The soldier ceased and stretched himself on the ground.

"The student" was already lying down I lay down too. The frightened carpenter huddled himself into a heap, and edging gradually towards the fire began to look at it in silence. I lay on his right, and heard how his teeth chattered. "The student" lay on his left, and appeared to have gone to sleep straight off after rolling himself into a ball. The soldier, placing his hands beneath his head, lay face upwards, and looked at the sky.

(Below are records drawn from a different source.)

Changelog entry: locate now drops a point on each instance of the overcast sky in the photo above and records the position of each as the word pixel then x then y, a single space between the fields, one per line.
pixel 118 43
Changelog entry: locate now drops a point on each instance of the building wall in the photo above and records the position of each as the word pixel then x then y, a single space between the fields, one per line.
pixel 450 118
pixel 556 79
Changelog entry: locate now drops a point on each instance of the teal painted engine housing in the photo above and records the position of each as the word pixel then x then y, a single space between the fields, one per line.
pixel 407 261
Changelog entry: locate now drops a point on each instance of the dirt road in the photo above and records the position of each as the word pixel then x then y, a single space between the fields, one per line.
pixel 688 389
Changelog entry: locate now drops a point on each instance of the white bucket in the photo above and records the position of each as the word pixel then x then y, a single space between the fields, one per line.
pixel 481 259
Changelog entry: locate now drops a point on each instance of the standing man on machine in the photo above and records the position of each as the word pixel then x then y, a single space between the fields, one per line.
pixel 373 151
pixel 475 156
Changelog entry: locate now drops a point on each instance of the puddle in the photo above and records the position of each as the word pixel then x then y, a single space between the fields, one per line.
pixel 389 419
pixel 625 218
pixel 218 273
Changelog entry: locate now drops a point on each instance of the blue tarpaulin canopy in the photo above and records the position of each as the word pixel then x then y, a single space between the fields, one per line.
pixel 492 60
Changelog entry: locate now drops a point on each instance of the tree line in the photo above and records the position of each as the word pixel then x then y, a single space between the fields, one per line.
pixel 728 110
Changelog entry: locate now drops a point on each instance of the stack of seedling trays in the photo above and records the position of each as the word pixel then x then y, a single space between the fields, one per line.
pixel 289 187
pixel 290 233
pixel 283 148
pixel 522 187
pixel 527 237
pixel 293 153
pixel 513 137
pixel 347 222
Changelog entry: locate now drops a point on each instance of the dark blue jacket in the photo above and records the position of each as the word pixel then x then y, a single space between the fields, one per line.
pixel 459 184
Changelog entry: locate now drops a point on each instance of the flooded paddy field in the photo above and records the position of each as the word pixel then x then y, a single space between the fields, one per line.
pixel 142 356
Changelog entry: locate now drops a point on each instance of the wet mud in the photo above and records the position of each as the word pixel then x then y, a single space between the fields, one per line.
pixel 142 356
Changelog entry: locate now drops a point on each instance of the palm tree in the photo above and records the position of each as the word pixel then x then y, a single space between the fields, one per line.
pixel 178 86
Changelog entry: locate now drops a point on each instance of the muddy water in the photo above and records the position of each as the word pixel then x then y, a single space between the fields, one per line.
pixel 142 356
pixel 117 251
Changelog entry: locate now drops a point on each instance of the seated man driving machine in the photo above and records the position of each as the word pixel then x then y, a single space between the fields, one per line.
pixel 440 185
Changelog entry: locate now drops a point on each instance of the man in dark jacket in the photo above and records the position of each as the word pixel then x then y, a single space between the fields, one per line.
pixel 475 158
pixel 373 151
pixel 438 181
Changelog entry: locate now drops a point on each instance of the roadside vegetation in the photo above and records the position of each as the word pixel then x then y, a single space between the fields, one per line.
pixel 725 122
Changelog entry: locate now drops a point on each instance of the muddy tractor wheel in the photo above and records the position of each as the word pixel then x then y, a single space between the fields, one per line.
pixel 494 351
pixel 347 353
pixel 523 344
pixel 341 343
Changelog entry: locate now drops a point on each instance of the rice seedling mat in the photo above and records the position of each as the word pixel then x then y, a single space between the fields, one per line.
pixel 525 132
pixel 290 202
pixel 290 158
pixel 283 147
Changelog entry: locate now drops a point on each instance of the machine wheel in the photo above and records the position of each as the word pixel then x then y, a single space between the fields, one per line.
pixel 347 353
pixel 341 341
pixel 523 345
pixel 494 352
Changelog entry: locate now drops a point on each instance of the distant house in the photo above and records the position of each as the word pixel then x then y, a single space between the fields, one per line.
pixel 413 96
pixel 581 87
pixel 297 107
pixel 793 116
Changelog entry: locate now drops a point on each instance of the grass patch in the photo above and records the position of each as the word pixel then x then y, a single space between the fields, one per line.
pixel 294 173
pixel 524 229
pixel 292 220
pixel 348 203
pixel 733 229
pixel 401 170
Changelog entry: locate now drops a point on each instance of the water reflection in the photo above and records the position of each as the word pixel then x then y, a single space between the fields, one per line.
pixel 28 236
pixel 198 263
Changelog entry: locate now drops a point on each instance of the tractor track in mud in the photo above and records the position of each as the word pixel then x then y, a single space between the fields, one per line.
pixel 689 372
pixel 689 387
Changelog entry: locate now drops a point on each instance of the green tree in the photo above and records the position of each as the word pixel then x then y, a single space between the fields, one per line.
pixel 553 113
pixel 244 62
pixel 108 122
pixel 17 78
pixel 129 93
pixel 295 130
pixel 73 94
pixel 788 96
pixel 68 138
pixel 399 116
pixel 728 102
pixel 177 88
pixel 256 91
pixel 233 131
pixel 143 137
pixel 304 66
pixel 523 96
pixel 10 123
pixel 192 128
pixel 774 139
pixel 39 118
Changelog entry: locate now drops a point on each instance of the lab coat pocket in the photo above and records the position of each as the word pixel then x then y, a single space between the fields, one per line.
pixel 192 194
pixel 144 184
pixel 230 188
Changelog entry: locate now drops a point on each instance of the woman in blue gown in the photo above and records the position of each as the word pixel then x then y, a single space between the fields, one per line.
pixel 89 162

"What a night, eh?—what a lot of stars!—and warm, too!" said he, turning to me after a time. "What a sky—a bed-top, not a sky. Friend, I love this vagabond life. It is cold and hungry, but then it is as free as the air ... You have no superior over you ... you are the master of your own life ... Though you bite your own head off, nobody can say a word to you ... It is good ... I have been very hungry and very angry these last few days ... and now I am lying here as if nothing had happened and look at the sky ... The stars blink at me ... It is just as if they were saying: What matters it, Lakutin; go and know, and be subject to nobody on this earth ... There you are ... my heart is happy. And how is it with you, eh, carpenter? Don't be angry with me, and fear nothing. We ate up your food, I know, but it doesn't matter; you had food and we had none, so we ate up yours. And you are a savage fellow, you go about firing bullets. Are you not aware that bullets may do a man harm? I was very angry with you a little while ago, and if you had not fallen down I should have well trounced you, my brother, for your cheek. But as to the food—to-morrow you can go back to Perekop and buy some there ... you have money ... I know it ... How long is it since you caught the fever?"